PARIS (Reuters) - Le gouvernement et la CGT se rejettent la responsabilité des violences qui émaillent depuis plus de trois mois les manifestations contre la loi Travail, tandis que des syndicats de police s'interrogent sur la gestion du maintien de l'ordre.
Depuis la manifestation de mardi, l'exécutif accuse la CGT de complaisance, voire d'une forme "d'appui" aux "casseurs", notamment lors des violences contre la façade de l'hôpital pour enfants Necker, où se trouvait le garçonnet dont les parents ont été tués lundi par un homme se réclamant de l'Etat islamique.
François Hollande a dans la foulée menacé d'interdire les manifestations à Paris si la sécurité n'est pas garantie.
Confortant les propos du Premier ministre Manuel Valls dénonçant "l'attitude ambiguë" de la CGT, le préfet de police de Paris, Michel Cadot, a accusé "une petite partie" des militants cégétistes d'avoir "participé" à des violences.
Bernard Cazeneuve a enfoncé le clou jeudi en affirmant que des "syndicalistes étaient parmi les casseurs".
"Lorsque (le secrétaire général de la CGT) Philippe Martinez ne condamne pas des personnes qui portent l'insigne de son organisation syndicale qui dépavent dans les rues de Paris et qui jettent des projectiles aux forces de l'ordre, ça me pose un problème", a dit le ministre de l'Intérieur à la presse.
Une quarantaine de personnes arrêtées mardi en marge de la manifestation doivent être jugés jeudi en comparution immédiate.
Parmi eux figure un militant CGT du Loiret, a annoncé la fédération des Services publics du syndicat, qui a appelé à manifester devant le palais de justice de Paris.
"DÉTOURNER LE DÉBAT"
Philippe Martinez a rejeté en bloc ces accusations, justifiant l'attitude violente de certains cégétistes mardi par un probable "ordre" de "charger des manifestants".
"Essayer de détourner le débat sur la CGT alors que le problème, ce sont des casseurs qui sont à l'extérieur des manifestations, c'est un nouveau procès d'intention contre la CGT", a-t-il déclaré sur RTL.
Jean-Claude Mailly, le dirigeant de Force ouvrière, dénonce le "côté pyromane" de Manuel Valls, soulignant dans Libération que les syndicats n'ont aucun intérêt à faire preuve de complaisance envers des violences "qui nous desservent".
D'autres syndicalistes ont rappelé que le 12 et le 17 mai dernier, des éléments d'extrême gauche avaient violemment agressé le service d'ordre de la CGT.
Depuis le début des manifestations, des syndicats de police, de gauche comme de droite, dénoncent l'"ambiguïté" des consignes données aux forces de l'ordre par les autorités.
"L'Etat doit prendre ses responsabilités, ne pas nous laisser attendre des heures face à des casseurs identifiés, qu'on pourrait même peut-être préventivement assigner à résidence dans le cadre de l'état d'urgence ou interpeller", avait déclaré le 5 mai sur France Info Jean-Claude Delage, le secrétaire général du syndicat Alliance.
Jeudi, le syndicat Alternative CFDT a estimé que les responsabilités étaient "partagées" entre les organisateurs des manifestations et "certaines autorités de la préfecture de police de Paris".
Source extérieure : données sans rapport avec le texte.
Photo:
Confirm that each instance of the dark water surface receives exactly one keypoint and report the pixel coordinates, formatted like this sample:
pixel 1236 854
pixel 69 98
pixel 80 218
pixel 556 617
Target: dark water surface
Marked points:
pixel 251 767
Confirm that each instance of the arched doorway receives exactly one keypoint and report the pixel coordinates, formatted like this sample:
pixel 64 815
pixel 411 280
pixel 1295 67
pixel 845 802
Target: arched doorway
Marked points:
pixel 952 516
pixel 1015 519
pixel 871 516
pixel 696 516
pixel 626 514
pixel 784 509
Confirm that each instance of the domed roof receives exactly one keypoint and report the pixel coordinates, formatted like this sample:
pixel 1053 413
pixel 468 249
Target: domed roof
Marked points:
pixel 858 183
Selon lui, la CGT ne peut ignorer que les "casseurs" arrivent "habillés normalement", organisent un carré de tête dans le cortège puis, "en cours de manifestation, s'équipent de tout le matériel nécessaire pour passer à l'acte".
Soulignant le nombre très élevé de policiers blessés, Alternative CFDT critique aussi les notes de la hiérarchie interdisant l'usage des flash-ball et des grenades de désencerclement et le manque de "consignes adéquates".
"Comment expliquer que les policiers aient été obligés d'attendre une heure afin que les instructions soient données pour utiliser le canon à eau ?" lors de la manifestation de mardi, demande-t-il.